しかしまあ、そういう書類の記入にもそれなりに慣れてきて「私は日本に帰ってやっぱり日本語がうまくなったなあ」などとめでたくも思っていたら、帰国後1年経って、世界はコロナ禍に見舞われ、今を生きる人、全ての生活が変わった。私もここしばらく、これといった社会生活をしていないので、日本に戻って逆カルチャーショックを経験しているのかどうかさえ、わからなくなった。そしてこの年齢になると少々のことでは動揺しなくなるせいか、大きな心境の変化はない、というのが結論。カナダも日本も先進国なので、毎日の生活に不満はない。

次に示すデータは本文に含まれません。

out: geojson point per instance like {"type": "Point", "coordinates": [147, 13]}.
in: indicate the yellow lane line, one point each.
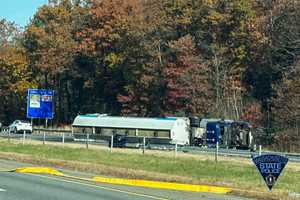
{"type": "Point", "coordinates": [164, 185]}
{"type": "Point", "coordinates": [100, 187]}
{"type": "Point", "coordinates": [132, 182]}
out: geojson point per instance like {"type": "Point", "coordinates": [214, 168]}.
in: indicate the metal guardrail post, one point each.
{"type": "Point", "coordinates": [44, 138]}
{"type": "Point", "coordinates": [63, 139]}
{"type": "Point", "coordinates": [176, 149]}
{"type": "Point", "coordinates": [8, 136]}
{"type": "Point", "coordinates": [217, 152]}
{"type": "Point", "coordinates": [87, 140]}
{"type": "Point", "coordinates": [111, 143]}
{"type": "Point", "coordinates": [144, 144]}
{"type": "Point", "coordinates": [259, 153]}
{"type": "Point", "coordinates": [24, 137]}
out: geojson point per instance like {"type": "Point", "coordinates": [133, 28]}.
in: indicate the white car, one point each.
{"type": "Point", "coordinates": [20, 126]}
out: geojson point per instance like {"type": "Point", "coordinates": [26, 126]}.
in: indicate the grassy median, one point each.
{"type": "Point", "coordinates": [242, 176]}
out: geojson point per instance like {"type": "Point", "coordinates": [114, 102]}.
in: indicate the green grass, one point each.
{"type": "Point", "coordinates": [243, 176]}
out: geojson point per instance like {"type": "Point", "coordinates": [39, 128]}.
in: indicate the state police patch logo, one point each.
{"type": "Point", "coordinates": [270, 167]}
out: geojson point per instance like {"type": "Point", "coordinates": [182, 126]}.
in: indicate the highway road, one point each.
{"type": "Point", "coordinates": [15, 186]}
{"type": "Point", "coordinates": [68, 138]}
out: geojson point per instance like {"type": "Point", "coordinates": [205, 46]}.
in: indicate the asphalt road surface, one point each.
{"type": "Point", "coordinates": [15, 186]}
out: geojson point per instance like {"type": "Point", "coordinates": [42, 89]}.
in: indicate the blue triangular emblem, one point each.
{"type": "Point", "coordinates": [270, 166]}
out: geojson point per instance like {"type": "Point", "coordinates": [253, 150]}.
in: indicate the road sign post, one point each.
{"type": "Point", "coordinates": [40, 104]}
{"type": "Point", "coordinates": [270, 167]}
{"type": "Point", "coordinates": [24, 136]}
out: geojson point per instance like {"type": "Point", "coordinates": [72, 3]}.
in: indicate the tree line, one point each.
{"type": "Point", "coordinates": [236, 59]}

ただ気になるのは、日本のトップに化石みたいなオヤジ感覚の人が多いこと。カナダのトルドー首相がとっても輝いて、爽やかに見え始めた。

小さなことかもしれないが、日本語力の向上以外に加え、日本に帰って私に起こった変化のもうひとつは、若者の味方になったことだ。カナダに住んでいた頃は、日本の大学生など海のものとも山のものともわからなかったが、今は教えているので、かなりわかる。

少子高齢化の日本で、彼らはとっても貴重な存在なのに、なぜ日本の報道機関はもっと、若者の未来について取り上げないのかがわからない。

そして、日本ではいまだ「化石」がトップにいて、影響力が絶大なようだ。そんなオヤジの影響下にある日本の若者に、「ウエ」の人に過度に忖度せんと、必要以上の上下関係に振り回されず、自分を信じて活躍しーや、と強く願っている。